Uscendo dall’incontro con il Presidente della Repubblica nel momento di sciogliere la riserva sull’incarico affidatogli, al momento di leggere i nomi dei 16 ministri Renzi, ne ha chiosato solo uno, quello di Giuliano Poletti al il ministero del Lavoro e Welfare, ed ha aggiunto, “e del Terzo settore che terzo non sarebbe per numeri ed energie messe in campo e che sta soffrendo molto”. Concetto ribadito anche nella Conferenza stampa dopo il primo Consiglio dei ministri di pochi giorni fa, quando annunciando un Fondo per le imprese sociali di 500 milioni, il premier ha detto: «È una misura che caratterizza questo governo, noi crediamo che il terzo settore, che poi è il primo, sia una grande e indispensabile risorsa. Vogliamo incoraggiarli a creare posti di lavoro con l'impresa sociale. Non vogliamo più dire “ah come sono carini quelli del Terzo settore” come s'è fatto troppe volte sino a ieri, noi sappiamo che quelli del terzo settore creano lavoro. Con questo Fondo vogliamo aiutarli a inventarsi soluzioni nuove per lo sviluppo e l’occupazione".

Dopo anni in cui chi governava non sapeva che proporre una nordica teologia del debito pubblico come colpa pubblica da espiare per sostenere la rapina dei nostri redditi, pensioni e persino di anni di pensione, dopo gli anni del “Ce lo dice l’Europa”, e della teoria secondo cui “del Welfare parliamo dopo che torniamo a crescere”, dopo anni per cui le anomalie italiane della cooperazione e dei corpi intermedi andavano contenute se non eliminate, che ci sia un presidente del Consiglio che nei discorsi alla Camera e in Senato spende la prima mezz’ora per spiegare che non si dà nessuno sviluppo se non si riparte dall’educazione, e quindi anche dalla scuola. A me sembra un vero shock positivo, e mi chiedo perché i firmatari dei vari appelli sull’emergenza educazione non se ne siano neppure accorti.

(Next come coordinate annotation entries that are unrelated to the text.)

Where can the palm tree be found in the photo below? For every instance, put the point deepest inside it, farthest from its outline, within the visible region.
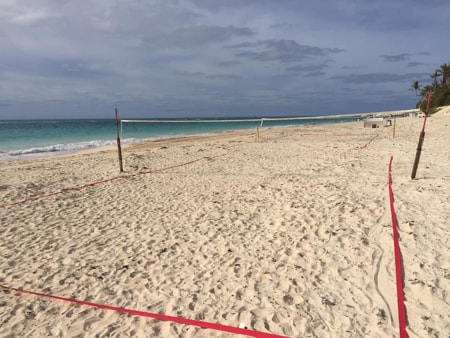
(435, 83)
(416, 87)
(424, 91)
(444, 72)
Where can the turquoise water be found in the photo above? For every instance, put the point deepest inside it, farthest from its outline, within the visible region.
(33, 138)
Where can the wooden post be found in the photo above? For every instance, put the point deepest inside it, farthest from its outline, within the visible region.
(393, 129)
(421, 139)
(119, 148)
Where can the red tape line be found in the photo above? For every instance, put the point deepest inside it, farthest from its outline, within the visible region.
(367, 144)
(78, 188)
(179, 320)
(398, 260)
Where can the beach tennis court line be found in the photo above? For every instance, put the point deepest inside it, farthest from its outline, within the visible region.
(398, 260)
(81, 187)
(178, 320)
(78, 188)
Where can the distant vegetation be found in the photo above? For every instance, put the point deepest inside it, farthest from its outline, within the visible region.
(440, 87)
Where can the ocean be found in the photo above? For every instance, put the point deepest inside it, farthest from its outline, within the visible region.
(21, 139)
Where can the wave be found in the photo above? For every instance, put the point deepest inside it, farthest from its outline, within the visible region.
(62, 147)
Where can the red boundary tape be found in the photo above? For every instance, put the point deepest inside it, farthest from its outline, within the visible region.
(4, 206)
(179, 320)
(367, 144)
(398, 260)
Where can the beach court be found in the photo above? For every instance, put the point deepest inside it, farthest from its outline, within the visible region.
(289, 234)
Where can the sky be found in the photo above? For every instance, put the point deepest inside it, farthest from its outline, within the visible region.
(216, 58)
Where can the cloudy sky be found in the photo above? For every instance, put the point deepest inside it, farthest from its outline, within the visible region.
(196, 58)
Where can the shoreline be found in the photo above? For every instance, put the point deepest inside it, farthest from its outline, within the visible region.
(288, 234)
(49, 154)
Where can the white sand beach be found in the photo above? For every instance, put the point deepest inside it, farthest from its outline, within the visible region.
(290, 234)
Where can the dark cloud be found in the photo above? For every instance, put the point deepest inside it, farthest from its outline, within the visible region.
(315, 74)
(396, 58)
(373, 78)
(306, 68)
(229, 63)
(54, 68)
(189, 74)
(216, 5)
(415, 64)
(197, 36)
(223, 76)
(281, 50)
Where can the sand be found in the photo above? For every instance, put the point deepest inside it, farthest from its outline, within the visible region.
(290, 234)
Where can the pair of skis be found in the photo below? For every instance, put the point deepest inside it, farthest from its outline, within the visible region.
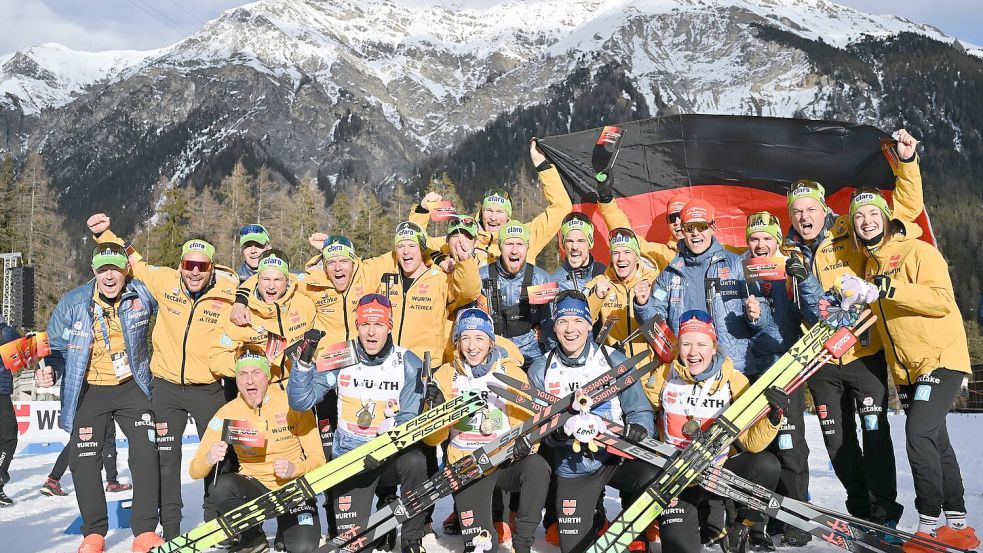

Che ci sia un presidente del Consiglio che parla del Terzo settore come risorsa per creare sviluppo e occupazione e non come cerotto e croce rossa sociale da usare nelle emergenze, e chiami al governo leader della cooperazione e dell’associazionismo non per sussumere classe dirigente ma per ridisegnare il campo dell’azione politica a me pare un altro shock positivo. E mi chiedo come mai i promotori a inizio anni 2000 di una legge popolare sull’impresa sociale che ora il Goevrno vuole finanziare con 500 milioni e rendre più protagonista con una nuova legge se ne stiamo in disparte silenti o rancorosi.

Così come lo spostare, finalmente, la tassazione dal lavoro alle rendite finanziarie e il dire, tramite manovra fiscale, “Ragazzi i soldi c’erano è che li spendevano male e per loro”, sottolinea giustamente il premier, a me pare iniezione necessaria di fiducia in un Paese arrivato al nuovo anno sfiduciato e in ginocchio. Solo per i fighetti e garantiti giornalisti e chi vive delle rendite residuali ma diffusissime in questo Paese può irridere 80 euro al mese in più.

Ora è evidente che le sfide che questo Governo ha davanti sono difficilissime così come le condizioni parlamentari e di coalizione, ma non concedere non solo la fiducia necessaria sino a prova contraria, ma lo stare in disparte ad aspettare un po’ rancorosi e un po’ rassegnati a me pare posizione sbagliata.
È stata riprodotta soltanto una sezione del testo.